第2 可罰的違法性なしで無罪と認定した点
もっとも,私はこの判決に100%満足しているわけではありません。
まず,無罪という結論は当然だとしても,構成要件不該当で無罪にすべきだったのではないかと考えます。これは,住居侵入罪の保護法益をどのようにとらえるかによって多少左右される事柄です。判例は,居住者,管理者の意思に反する立ち入りか否かで考える「(新)住居権説」に立っているとされますが,少なくとも,多数の居住者がいるマンション等では,住居の事実上の平穏を保護する「平穏説」が妥当とみるべきです。もともと,住居者の意思は,あくまでも推定的なもの・事後判断的なものとならざるをえません。
したがって,(新)住居権説では,構成要件として不明確で,濫用の恐れがあることが致命的な欠陥です。
その証拠に,判決は,立川テント村のこれまでの活動内容について触れ「過去に危険行為に及んだことの認識は有していない」と述べていますが,逆に言うと,過去に危険行為に及んだことのある団体がビラをまいた場合には,当該ビラまきの態様を検討するまでもなく,意思に反するビラまきとして違法性ありと認定される恐れがあります。

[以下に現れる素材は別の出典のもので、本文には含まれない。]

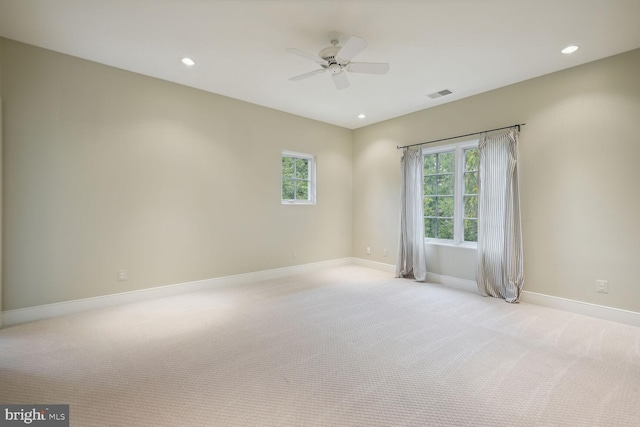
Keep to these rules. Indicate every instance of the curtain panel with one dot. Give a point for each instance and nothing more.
(500, 258)
(411, 255)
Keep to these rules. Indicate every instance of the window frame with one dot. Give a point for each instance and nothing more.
(311, 180)
(458, 205)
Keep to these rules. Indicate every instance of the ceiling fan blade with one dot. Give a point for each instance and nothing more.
(351, 48)
(306, 55)
(340, 80)
(368, 67)
(309, 74)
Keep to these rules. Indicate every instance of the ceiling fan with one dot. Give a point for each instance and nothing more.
(337, 60)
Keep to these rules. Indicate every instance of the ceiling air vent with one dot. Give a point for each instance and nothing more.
(439, 94)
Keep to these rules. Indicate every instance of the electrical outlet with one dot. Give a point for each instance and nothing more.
(602, 286)
(123, 275)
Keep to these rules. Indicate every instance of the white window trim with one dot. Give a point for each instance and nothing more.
(458, 214)
(312, 178)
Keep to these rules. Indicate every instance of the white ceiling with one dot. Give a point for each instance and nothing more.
(466, 46)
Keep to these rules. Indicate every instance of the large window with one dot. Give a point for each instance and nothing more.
(298, 178)
(451, 193)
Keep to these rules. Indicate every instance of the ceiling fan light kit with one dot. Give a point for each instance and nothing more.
(337, 60)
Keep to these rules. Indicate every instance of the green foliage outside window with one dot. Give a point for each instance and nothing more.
(439, 195)
(295, 178)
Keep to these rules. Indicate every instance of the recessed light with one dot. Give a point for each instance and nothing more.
(569, 49)
(188, 62)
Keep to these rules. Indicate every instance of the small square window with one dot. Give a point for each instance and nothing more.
(298, 178)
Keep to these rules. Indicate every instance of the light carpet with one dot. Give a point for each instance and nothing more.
(346, 346)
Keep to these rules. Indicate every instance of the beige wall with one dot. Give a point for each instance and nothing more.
(108, 170)
(579, 178)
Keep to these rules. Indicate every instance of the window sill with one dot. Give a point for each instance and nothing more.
(290, 202)
(450, 243)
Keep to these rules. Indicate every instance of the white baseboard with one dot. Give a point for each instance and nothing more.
(585, 308)
(30, 314)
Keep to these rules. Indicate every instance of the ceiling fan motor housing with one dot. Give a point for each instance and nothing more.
(329, 54)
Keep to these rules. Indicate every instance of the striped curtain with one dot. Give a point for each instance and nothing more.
(500, 265)
(411, 256)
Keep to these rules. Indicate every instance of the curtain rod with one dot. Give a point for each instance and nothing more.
(462, 136)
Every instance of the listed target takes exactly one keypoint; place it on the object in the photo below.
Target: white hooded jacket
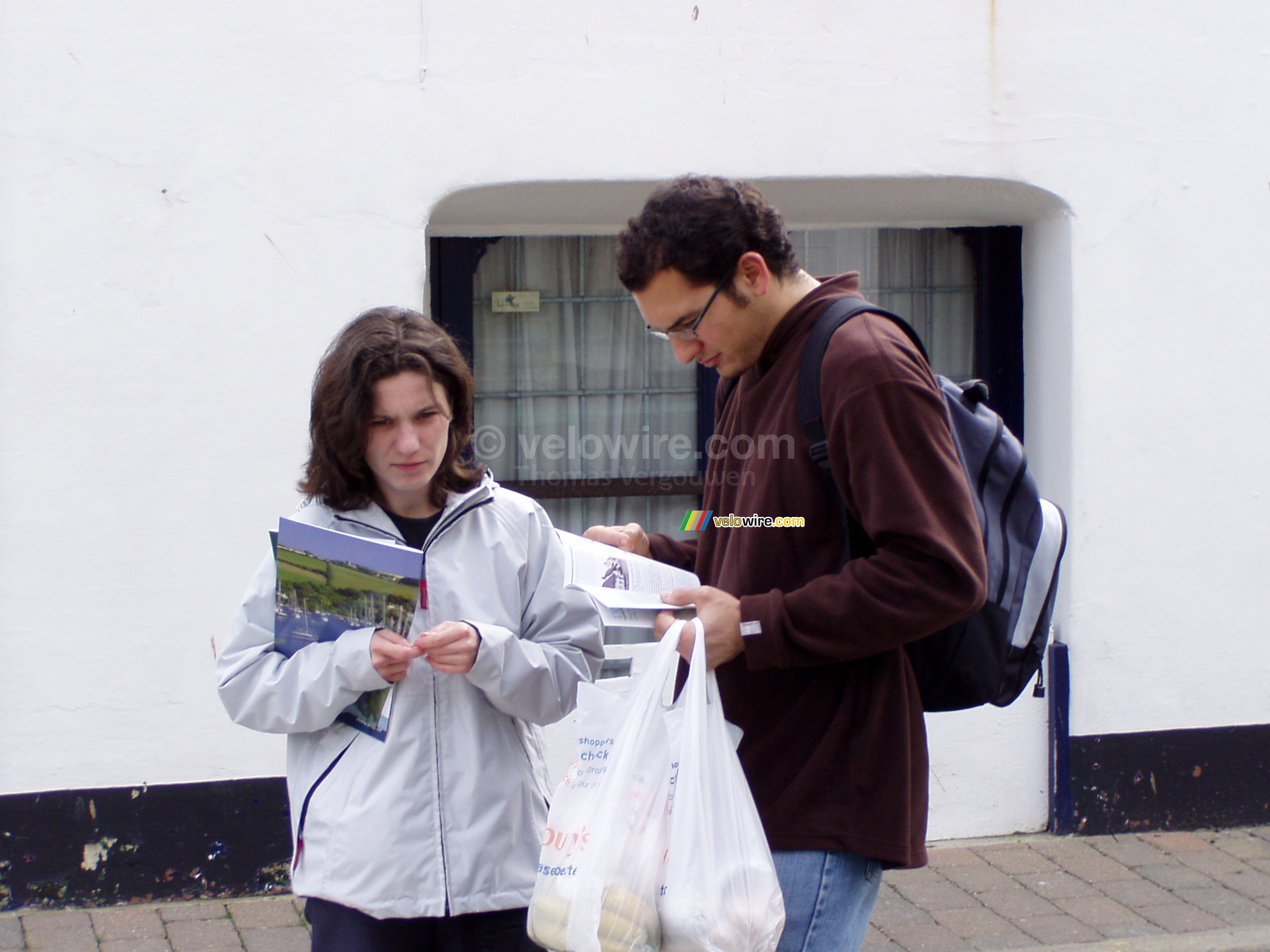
(445, 815)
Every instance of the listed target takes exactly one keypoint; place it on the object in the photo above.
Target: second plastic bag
(720, 892)
(602, 856)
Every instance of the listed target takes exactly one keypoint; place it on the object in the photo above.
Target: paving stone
(63, 941)
(1017, 860)
(978, 878)
(46, 919)
(973, 923)
(1095, 868)
(928, 939)
(935, 895)
(1130, 851)
(1056, 884)
(10, 932)
(127, 923)
(1098, 910)
(1137, 892)
(200, 935)
(1248, 882)
(878, 942)
(135, 946)
(1178, 842)
(1226, 904)
(1179, 917)
(893, 909)
(1015, 939)
(1177, 877)
(1058, 930)
(922, 875)
(184, 912)
(291, 939)
(1061, 846)
(1244, 847)
(1213, 864)
(263, 913)
(952, 856)
(1018, 903)
(1128, 931)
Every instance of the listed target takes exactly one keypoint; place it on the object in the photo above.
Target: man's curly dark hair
(702, 226)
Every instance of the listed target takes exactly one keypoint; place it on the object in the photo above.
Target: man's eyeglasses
(689, 333)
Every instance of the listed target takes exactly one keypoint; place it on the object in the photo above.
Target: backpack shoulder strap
(810, 414)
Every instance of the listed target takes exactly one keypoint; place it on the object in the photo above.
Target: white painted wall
(195, 200)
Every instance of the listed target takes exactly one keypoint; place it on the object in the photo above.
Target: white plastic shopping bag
(720, 892)
(604, 851)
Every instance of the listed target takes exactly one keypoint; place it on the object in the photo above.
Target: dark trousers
(342, 930)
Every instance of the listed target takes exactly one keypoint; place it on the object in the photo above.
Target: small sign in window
(515, 301)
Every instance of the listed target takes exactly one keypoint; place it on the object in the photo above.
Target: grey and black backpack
(990, 656)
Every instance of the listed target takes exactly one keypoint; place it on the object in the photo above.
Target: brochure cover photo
(330, 583)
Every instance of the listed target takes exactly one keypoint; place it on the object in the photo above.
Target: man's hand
(392, 654)
(450, 647)
(720, 616)
(629, 537)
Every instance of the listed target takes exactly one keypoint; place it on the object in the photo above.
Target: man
(809, 651)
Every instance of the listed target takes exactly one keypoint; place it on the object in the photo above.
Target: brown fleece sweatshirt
(835, 744)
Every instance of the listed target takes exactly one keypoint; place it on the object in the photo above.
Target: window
(578, 406)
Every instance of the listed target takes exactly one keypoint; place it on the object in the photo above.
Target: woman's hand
(629, 537)
(392, 654)
(450, 647)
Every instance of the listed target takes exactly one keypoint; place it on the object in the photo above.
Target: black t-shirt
(414, 531)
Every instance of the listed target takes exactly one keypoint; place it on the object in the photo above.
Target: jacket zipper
(309, 796)
(436, 714)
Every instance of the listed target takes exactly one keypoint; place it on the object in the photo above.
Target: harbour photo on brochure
(330, 583)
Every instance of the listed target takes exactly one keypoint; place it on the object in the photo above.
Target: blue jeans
(828, 899)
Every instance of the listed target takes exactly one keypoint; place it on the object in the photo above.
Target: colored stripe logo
(696, 520)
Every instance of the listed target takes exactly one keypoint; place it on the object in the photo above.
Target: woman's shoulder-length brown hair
(374, 345)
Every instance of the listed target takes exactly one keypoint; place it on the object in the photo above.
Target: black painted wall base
(1182, 780)
(118, 843)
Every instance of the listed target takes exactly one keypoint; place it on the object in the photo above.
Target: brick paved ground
(1040, 890)
(993, 894)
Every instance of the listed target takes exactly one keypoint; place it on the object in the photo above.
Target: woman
(430, 838)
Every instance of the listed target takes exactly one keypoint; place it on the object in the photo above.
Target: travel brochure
(627, 588)
(330, 583)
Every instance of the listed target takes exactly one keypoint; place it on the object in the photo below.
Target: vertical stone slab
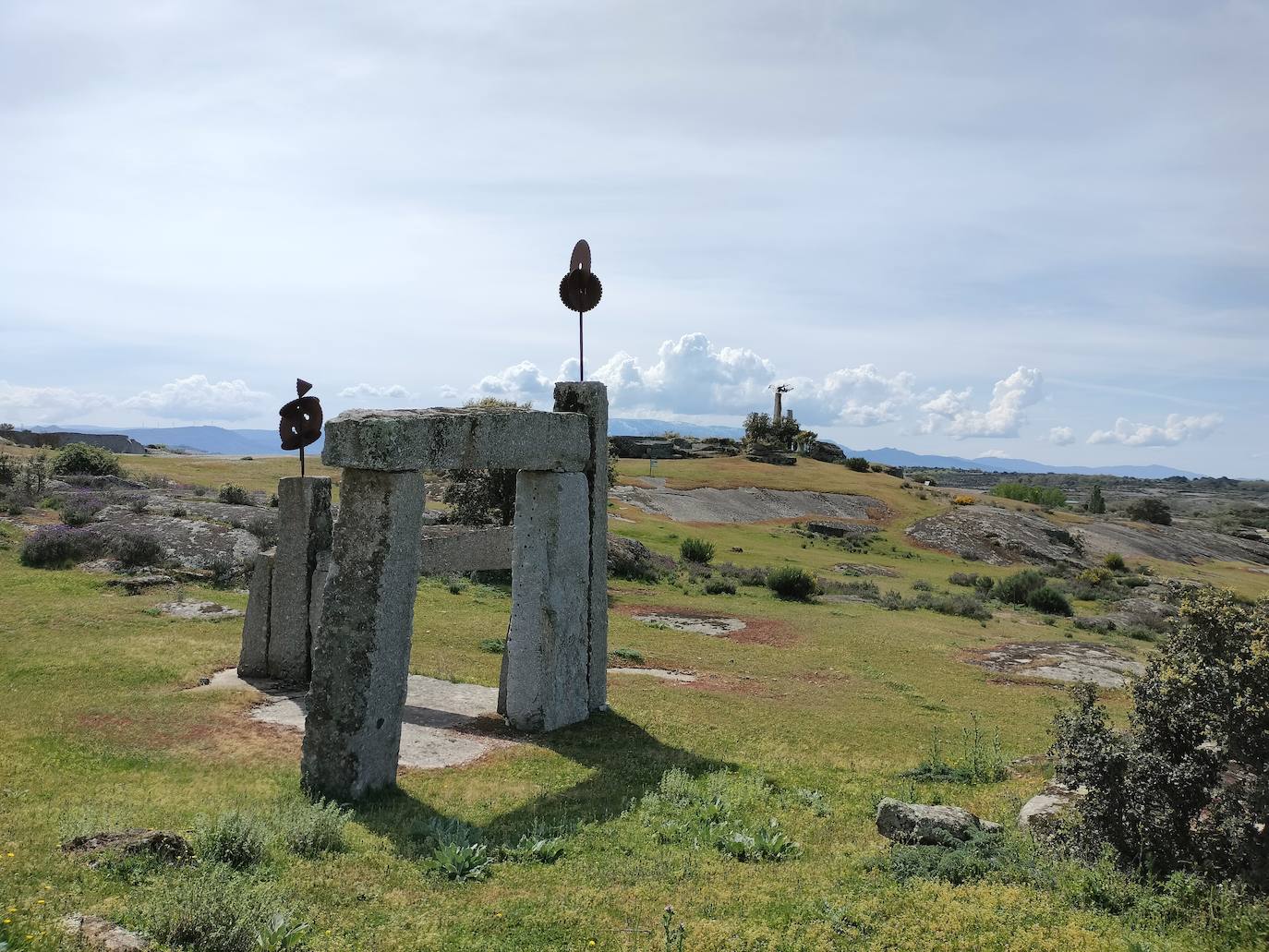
(591, 400)
(362, 657)
(547, 663)
(304, 531)
(254, 657)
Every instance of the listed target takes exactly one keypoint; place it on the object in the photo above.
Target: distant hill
(250, 442)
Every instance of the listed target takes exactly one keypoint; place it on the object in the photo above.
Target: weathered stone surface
(360, 660)
(457, 438)
(169, 847)
(546, 657)
(254, 656)
(591, 400)
(304, 531)
(95, 932)
(465, 548)
(920, 824)
(1041, 813)
(315, 596)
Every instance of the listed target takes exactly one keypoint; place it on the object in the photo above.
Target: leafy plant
(233, 838)
(312, 829)
(697, 549)
(281, 934)
(233, 494)
(791, 583)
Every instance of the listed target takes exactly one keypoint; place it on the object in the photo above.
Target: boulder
(1041, 813)
(95, 932)
(922, 824)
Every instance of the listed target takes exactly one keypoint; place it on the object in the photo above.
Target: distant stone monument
(555, 666)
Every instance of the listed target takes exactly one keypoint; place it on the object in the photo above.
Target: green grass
(95, 730)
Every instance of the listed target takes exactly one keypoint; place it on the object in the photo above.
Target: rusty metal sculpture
(301, 422)
(580, 291)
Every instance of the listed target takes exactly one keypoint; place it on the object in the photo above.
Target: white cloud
(1004, 416)
(367, 392)
(41, 405)
(1174, 430)
(199, 399)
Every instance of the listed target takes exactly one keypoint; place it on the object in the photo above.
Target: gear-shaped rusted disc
(580, 291)
(301, 420)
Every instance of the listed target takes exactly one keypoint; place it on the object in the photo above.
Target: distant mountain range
(250, 442)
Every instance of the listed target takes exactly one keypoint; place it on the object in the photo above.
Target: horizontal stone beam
(464, 438)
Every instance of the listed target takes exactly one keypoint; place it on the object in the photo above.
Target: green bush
(791, 583)
(1039, 495)
(1154, 511)
(60, 546)
(695, 549)
(233, 838)
(1049, 600)
(233, 494)
(312, 829)
(1018, 588)
(82, 460)
(209, 909)
(1184, 786)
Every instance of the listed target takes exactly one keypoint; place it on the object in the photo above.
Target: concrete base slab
(443, 724)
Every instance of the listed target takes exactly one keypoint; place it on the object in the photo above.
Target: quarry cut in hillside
(1000, 536)
(746, 504)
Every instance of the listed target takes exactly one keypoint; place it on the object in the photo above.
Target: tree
(1096, 504)
(1186, 787)
(1150, 509)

もっとも,判決は,立ち入りの態様についても詳細に論じており,平穏説を意識した論を展開しているようにも見えます(判決の20頁から22頁まで)。ここには,裁判所の悩みを見るような気がします。というのも,(新)住居権説では,居住者の意思に反するか否かの二者択一しかないところ,可罰的違法性のところで何とか救済したいと考えたために,法益侵害を柔軟に捉えられる平穏説を採用して「侵害は軽微である」と認定しているようです。
なお,判決は,被告人らの動機について検討しています。通常であれば,構成要件に何ら関係のない(むしろ情状に関係のある)動機は検討する必要はないのですが,「可罰的違法性」を論じるにあたっては,被告人に有利な事情として斟酌する材料として検討すべきと考えたのでしょう。
判決は,「刑事罰に処するに値する程度の違法性があるものとは認められない」としていますが,これは結局は,検察官が,「起訴猶予にすべきところを起訴してしまった」と言っていると感じました。しかし,それでは,嫌疑は認める以上(構成要件には形式的に該当するから),取調べ自体は許容されるし,自宅などへのガサ入れも許容されることになります。やはりここは明確に,「構成要件不該当」と認定して,捜査機関の裁量を限定してほしかったです。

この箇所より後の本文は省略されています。